听到脚步声,宋艳艳的肩膀猛地一缩。
竹筷在粗糙的桌面上磕碰了一下,发出清脆的响声。
唐清书走到桌边。
一阵轻微的眩晕感袭来,眼前的景象晃出了重影。
她伸出左手,用力撑住粗糙的木桌边缘,试图稳住晃动的重心。
掌心蹭过木头纹理,一根木刺扎进了肉里。
她没觉得疼。
肚子忽然发出一声闷响,胃酸绞着肠子,饿得有些反胃。她皱了下眉,把这不合时宜的饥饿感压下去。

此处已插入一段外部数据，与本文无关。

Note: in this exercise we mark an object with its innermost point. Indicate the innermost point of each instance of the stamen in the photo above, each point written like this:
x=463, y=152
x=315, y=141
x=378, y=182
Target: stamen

脑子里闪过一个念头,屋后那丛荆棘是不是该再催密一点。
宋余淮没坐。
他站在桌子对面,挡住了门口透进来的一大半冷光。
屋里的气氛压抑得让人喘不过气。
没人说话。
只有锅里的粥发出“咕嘟咕嘟”的闷响。
宋余淮的右手插在裤兜里。
他盯着宋艳艳。眼神里没有愤怒,只有一种看死物般的冰冷,就像在看一堆必须马上处理掉的垃圾。
唐清书靠着桌沿,余光扫过宋余淮的侧脸。
那道血痂在晨光下显得格外刺眼。他没有要遮掩的意思。
“啪。”
一声脆响打破了屋里的死寂。
宋余淮的右手从兜里抽出来,重重地拍在桌面上。力度大得震起了桌上的筷子。
一枚黑色的东西顺着木桌的纹理滚了两圈。
停在宋艳艳面前的咸菜碟边。
是一枚印着梅花纹的黑色纽扣。
宋艳艳的呼吸瞬间停了。
她死死盯着那枚纽扣,眼珠子几乎要瞪出来。
宋余淮没停顿。
他的左手抖了一下,从袖口里夹出一片东西。